A, B: Two areas from a blood smear from a patient with African trypanosomiasis. Thin blood smear stained with Giemsa. Typical trypomastigote stages (the only stages found in patients), with a posterior kinetoplast, a centrally located nucleus, an undulating membrane, and an anterior flagellum. The two T. brucei species that cause human trypanosomiasis, T. b. gambiense and T. b. rhodesiense, are indistinguishable morphologically. The trypanosomes length range is 14 to 33 µm.
C, D: Blood smear from a patient with T. b. rhodesiense, Giemsa stain. D shows the same field as C, with the addition of differential interference contrast (DIC) which better visualizes the flagella (DIC is not necessary for diagnosis!). 41-year-old man who had returned from a trip to Tanzania. Specimen contributed by Dr. Phil Smith, Omaha, Nebraska.

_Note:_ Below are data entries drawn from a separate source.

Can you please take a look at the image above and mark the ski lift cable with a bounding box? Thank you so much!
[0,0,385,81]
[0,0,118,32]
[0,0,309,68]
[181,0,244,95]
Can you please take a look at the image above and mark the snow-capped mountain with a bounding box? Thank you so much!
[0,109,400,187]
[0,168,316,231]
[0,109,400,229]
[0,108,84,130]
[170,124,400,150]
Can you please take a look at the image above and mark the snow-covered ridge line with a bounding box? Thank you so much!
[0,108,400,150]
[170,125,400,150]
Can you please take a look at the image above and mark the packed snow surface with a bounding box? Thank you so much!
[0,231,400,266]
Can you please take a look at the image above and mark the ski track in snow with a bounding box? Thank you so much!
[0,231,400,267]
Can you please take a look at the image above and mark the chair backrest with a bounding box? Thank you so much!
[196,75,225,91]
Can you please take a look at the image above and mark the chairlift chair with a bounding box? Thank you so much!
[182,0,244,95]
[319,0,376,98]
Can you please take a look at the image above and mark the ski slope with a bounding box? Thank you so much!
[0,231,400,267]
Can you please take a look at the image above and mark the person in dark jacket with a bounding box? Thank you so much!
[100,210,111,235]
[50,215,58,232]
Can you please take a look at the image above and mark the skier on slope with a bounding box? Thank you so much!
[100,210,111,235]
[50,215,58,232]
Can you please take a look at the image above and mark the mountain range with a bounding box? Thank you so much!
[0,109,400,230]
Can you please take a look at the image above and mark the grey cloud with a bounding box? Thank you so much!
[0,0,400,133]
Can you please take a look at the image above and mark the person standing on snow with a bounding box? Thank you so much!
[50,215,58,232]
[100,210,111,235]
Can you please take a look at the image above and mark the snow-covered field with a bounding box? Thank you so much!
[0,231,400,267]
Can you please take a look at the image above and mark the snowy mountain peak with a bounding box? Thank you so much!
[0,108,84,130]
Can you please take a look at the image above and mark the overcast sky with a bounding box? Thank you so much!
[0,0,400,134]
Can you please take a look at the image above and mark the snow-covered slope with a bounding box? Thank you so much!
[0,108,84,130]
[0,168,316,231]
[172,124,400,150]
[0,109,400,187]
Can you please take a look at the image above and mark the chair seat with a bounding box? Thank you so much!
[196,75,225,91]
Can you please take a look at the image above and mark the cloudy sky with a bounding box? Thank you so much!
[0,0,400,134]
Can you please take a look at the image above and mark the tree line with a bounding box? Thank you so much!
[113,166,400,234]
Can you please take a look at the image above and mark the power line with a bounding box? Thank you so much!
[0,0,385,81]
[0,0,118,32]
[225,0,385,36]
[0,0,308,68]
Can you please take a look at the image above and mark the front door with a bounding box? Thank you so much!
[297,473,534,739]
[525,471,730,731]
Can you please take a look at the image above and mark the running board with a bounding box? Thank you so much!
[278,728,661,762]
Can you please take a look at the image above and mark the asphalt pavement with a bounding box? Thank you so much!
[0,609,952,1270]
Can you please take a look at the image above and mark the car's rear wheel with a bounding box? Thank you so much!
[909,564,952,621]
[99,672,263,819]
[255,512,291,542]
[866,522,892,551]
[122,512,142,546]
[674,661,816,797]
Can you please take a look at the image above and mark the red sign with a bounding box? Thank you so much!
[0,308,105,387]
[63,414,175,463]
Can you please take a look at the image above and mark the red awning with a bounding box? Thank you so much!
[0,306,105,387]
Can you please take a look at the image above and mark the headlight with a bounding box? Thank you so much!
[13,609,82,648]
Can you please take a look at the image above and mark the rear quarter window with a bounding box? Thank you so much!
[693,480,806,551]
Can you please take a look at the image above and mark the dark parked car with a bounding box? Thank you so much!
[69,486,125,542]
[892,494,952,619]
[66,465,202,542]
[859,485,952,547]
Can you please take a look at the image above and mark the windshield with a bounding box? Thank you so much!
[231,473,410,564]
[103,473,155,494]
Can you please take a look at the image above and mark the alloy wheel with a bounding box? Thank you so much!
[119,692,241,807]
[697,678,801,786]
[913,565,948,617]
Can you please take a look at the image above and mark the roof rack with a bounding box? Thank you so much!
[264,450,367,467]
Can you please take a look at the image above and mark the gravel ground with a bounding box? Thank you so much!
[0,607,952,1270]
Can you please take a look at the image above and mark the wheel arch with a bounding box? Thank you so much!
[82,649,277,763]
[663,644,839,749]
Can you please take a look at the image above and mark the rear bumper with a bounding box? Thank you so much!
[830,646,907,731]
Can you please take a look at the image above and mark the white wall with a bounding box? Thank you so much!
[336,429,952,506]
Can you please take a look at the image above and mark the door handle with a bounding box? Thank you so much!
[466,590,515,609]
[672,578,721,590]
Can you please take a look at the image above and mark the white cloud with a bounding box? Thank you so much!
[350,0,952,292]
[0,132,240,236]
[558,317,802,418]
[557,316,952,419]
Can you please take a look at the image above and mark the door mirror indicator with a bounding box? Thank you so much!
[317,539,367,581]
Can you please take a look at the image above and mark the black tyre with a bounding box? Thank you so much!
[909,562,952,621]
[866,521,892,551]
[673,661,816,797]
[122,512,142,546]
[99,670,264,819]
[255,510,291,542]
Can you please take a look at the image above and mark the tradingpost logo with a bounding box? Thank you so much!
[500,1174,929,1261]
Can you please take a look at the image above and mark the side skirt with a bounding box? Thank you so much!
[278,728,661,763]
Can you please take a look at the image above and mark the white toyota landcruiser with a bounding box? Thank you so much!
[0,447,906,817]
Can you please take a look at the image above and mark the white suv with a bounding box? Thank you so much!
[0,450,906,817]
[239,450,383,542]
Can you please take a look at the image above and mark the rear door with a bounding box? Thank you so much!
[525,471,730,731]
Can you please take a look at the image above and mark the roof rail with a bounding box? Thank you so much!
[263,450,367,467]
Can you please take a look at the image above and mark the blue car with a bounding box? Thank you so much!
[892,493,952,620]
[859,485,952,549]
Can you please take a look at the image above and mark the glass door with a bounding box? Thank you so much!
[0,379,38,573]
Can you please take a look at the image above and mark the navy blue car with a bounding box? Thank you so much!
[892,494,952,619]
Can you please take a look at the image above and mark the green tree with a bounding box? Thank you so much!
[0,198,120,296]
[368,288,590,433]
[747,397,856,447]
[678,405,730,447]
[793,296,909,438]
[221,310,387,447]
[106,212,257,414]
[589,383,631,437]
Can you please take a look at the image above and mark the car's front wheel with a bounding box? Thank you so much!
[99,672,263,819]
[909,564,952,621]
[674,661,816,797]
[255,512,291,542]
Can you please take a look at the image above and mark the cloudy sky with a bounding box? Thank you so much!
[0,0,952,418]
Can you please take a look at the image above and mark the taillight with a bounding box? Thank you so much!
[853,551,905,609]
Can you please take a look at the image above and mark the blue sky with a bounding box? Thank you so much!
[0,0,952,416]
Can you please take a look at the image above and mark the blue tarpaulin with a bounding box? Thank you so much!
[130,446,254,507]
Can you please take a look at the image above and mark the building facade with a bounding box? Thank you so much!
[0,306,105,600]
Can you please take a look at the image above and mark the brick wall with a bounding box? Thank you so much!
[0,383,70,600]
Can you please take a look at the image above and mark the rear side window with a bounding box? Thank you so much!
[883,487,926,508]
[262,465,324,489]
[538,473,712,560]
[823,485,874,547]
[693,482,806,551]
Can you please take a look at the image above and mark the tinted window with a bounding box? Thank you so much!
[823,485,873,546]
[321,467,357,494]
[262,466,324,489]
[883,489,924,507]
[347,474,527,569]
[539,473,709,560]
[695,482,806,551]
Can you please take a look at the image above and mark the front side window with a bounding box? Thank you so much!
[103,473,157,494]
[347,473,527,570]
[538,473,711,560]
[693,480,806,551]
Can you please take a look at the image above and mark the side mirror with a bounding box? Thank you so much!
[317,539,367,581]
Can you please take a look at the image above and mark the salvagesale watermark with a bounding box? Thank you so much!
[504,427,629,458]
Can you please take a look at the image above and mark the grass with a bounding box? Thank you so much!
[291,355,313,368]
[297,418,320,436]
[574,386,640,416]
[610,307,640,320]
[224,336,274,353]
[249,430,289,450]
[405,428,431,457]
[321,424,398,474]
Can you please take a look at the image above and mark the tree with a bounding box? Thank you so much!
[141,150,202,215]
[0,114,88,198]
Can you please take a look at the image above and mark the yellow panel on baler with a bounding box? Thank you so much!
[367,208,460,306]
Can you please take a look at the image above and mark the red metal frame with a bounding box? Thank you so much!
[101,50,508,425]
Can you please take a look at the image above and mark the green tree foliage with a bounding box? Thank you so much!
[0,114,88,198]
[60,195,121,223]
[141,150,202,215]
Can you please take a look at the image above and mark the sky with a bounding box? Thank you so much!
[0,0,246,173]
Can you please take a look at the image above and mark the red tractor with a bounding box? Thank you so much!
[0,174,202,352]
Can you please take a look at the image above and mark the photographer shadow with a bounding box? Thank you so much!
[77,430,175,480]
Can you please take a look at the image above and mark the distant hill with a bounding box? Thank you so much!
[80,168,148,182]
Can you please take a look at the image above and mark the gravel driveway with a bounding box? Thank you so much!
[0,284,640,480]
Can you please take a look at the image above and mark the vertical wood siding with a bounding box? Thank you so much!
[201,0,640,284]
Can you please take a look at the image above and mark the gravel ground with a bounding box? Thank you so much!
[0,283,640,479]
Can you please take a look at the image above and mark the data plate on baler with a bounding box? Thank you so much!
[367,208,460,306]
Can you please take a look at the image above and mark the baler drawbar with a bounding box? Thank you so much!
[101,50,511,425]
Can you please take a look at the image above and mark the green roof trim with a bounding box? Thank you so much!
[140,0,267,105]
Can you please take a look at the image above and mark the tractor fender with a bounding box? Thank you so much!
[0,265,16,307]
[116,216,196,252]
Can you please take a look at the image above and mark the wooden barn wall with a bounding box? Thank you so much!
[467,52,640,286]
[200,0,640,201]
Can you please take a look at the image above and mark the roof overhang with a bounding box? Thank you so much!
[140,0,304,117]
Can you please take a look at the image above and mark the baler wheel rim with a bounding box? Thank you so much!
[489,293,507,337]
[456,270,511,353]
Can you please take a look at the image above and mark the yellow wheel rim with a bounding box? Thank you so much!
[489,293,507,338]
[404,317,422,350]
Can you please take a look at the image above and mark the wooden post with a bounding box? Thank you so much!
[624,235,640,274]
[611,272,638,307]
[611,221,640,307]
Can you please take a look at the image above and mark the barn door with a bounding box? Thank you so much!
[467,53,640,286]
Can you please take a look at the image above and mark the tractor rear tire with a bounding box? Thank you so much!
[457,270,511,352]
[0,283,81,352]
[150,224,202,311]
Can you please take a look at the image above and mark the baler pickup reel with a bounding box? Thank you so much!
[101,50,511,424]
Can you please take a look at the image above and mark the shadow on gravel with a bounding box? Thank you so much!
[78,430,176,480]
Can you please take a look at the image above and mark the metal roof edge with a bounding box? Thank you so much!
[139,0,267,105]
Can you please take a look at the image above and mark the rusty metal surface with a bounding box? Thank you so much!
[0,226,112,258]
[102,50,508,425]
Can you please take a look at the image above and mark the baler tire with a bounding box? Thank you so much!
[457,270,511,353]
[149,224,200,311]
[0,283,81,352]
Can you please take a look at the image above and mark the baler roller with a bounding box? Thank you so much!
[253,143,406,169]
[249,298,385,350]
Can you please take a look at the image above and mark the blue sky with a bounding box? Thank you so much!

E: Blood smear from a patient (a U.S. traveler) with T. b. rhodesiense. A dividing parasite is seen at the right. Dividing forms are seen in African trypanosomiasis, but not in American trypanosomiasis (Chagas disease).
F: Blood smear from a patient with T. b. gambiense. Image contributed by Prof. J. Le Bras, Hôpital Bichat - Claude Bernard, Paris, France.
References
- ↑ Truc P, Lejon V, Magnus E; et al. (2002). "Evaluation of the micro-CATT, CATT/Trypanosoma brucei gambiense, and LATEX/T b gambiense methods for serodiagnosis and surveillance of human African trypanosomiasis in West and Central Africa". Bull. World Health Organ. 80 (11): 882–6. PMC 2567684. PMID 12481210.